Child care for public sector workers
The third work group is studying the possibility of providing early care and education for public sector workers. The members of this group have narrowed their focus to exploring partnerships with the UNC System, the North Carolina Community College System, and K-12 public school systems to increase access to child care for their employees and students.
Here’s what they’ve learned about existing offerings so far, according to the report:
- Ten of 17 UNC System campuses and 16 of 58 community college campuses may have some form of on-site child care.
- The N.C. Department of Health and Human Services awarded grants to 16 higher learning institutions for child care academies in December 2025 — three from the UNC system and 13 community colleges.
- At least 13 high schools have on-site child care services.
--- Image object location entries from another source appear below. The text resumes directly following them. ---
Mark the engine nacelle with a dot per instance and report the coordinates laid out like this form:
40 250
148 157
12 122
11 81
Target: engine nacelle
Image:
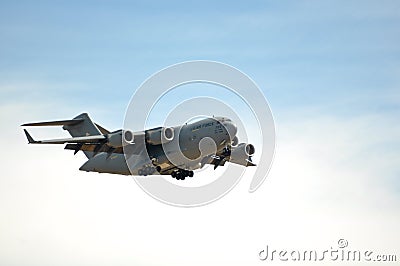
160 135
120 138
241 153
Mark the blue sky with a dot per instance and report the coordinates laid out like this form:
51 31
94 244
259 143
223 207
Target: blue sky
300 53
329 69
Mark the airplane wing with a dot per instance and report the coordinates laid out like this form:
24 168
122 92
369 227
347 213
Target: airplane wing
81 140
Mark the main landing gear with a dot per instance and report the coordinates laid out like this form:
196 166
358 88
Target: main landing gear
181 174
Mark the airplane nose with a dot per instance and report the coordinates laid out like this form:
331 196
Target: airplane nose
231 128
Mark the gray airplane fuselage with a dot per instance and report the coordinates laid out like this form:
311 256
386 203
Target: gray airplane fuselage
175 151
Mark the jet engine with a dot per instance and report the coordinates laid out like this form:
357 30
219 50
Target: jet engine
160 135
241 154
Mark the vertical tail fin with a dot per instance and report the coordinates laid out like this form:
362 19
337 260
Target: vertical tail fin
85 128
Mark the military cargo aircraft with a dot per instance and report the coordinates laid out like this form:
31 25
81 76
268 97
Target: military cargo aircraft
175 151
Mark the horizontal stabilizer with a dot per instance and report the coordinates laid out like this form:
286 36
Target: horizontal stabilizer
70 122
29 137
85 139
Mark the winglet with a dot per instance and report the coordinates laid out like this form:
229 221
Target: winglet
29 137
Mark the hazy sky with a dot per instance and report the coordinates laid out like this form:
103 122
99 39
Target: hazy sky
329 69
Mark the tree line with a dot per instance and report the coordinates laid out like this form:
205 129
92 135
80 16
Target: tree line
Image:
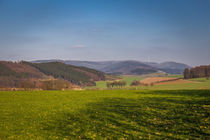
197 72
118 84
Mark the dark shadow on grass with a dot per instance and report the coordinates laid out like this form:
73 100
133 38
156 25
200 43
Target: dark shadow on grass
116 118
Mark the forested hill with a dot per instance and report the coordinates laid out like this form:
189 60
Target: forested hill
197 72
74 74
52 75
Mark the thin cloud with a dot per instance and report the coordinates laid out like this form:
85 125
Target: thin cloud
78 46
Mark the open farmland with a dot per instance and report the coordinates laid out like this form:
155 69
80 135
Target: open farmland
110 114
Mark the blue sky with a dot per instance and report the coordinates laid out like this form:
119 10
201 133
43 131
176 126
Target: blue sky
96 30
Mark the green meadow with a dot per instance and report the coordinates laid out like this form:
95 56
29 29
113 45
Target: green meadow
105 114
197 83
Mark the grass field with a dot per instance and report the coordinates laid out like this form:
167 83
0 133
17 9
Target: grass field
197 83
100 114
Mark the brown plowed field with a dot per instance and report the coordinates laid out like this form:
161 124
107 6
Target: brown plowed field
164 80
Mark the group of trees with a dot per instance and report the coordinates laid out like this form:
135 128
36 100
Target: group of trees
76 75
118 84
197 72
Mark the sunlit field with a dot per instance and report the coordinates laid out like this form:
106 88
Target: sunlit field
110 114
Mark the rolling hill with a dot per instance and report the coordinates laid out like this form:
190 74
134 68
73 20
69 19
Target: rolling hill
46 75
74 74
126 67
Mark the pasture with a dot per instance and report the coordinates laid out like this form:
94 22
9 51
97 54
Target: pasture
105 114
182 84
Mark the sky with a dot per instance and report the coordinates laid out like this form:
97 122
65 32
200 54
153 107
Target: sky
98 30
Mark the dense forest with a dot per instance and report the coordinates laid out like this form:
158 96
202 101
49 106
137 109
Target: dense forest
47 76
76 75
197 72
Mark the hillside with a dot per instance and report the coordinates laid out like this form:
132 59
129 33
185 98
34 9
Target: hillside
53 75
170 67
126 67
197 72
19 75
74 74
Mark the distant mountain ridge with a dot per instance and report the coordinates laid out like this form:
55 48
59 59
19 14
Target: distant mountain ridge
127 66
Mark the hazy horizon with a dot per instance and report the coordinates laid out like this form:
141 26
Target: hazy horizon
103 30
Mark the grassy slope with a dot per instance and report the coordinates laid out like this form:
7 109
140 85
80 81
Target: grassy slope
197 83
98 114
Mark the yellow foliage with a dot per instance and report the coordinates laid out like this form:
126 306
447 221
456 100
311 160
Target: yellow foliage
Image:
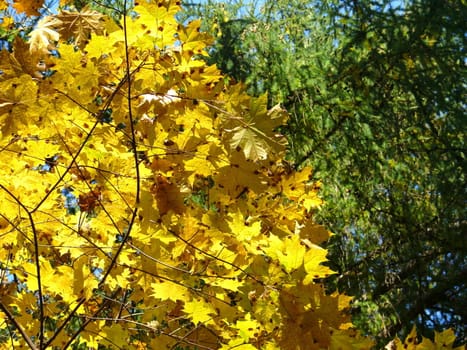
146 202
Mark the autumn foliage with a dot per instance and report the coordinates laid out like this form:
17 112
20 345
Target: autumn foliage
145 199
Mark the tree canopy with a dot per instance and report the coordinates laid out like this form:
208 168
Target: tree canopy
146 198
376 93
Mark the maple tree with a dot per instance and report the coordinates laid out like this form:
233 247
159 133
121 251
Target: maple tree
376 95
145 199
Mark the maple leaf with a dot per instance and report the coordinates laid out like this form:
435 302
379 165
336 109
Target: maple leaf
79 25
44 37
29 7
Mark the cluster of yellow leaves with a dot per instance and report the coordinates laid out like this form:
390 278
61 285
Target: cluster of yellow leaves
443 340
146 203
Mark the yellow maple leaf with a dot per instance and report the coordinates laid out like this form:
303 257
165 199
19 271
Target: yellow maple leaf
29 7
44 37
165 290
199 311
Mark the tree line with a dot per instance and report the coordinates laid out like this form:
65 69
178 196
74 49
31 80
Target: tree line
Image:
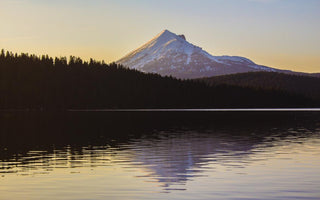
29 81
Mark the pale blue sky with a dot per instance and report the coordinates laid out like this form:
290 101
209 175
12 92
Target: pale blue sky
279 33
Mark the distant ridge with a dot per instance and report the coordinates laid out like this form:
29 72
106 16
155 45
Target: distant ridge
171 54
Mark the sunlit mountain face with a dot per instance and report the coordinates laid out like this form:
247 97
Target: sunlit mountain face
171 54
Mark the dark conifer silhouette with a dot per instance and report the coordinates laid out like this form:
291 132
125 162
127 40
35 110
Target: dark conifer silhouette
45 83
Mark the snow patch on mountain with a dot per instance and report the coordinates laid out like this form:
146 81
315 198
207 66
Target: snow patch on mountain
171 54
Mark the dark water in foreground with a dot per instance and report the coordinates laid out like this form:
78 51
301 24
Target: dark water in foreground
160 155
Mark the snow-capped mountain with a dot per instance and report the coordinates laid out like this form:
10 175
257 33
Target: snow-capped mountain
171 54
The work group plans to conduct a landscape analysis to learn exactly which schools offer which child care services, and what other child care-related benefits may exist. They’ll also develop a toolkit for how to establish such programs and expand pathways for education systems to share this information with one another.
The full task force, along with its work groups, will continue working on all six recommendations through March 2027.
“North Carolina’s children and families are counting on investment in child care and early education,” Burgin said in the press release. “In 2026, the task force will remain steadfast in our commitment to improving education opportunities for young children and child care access for working families.”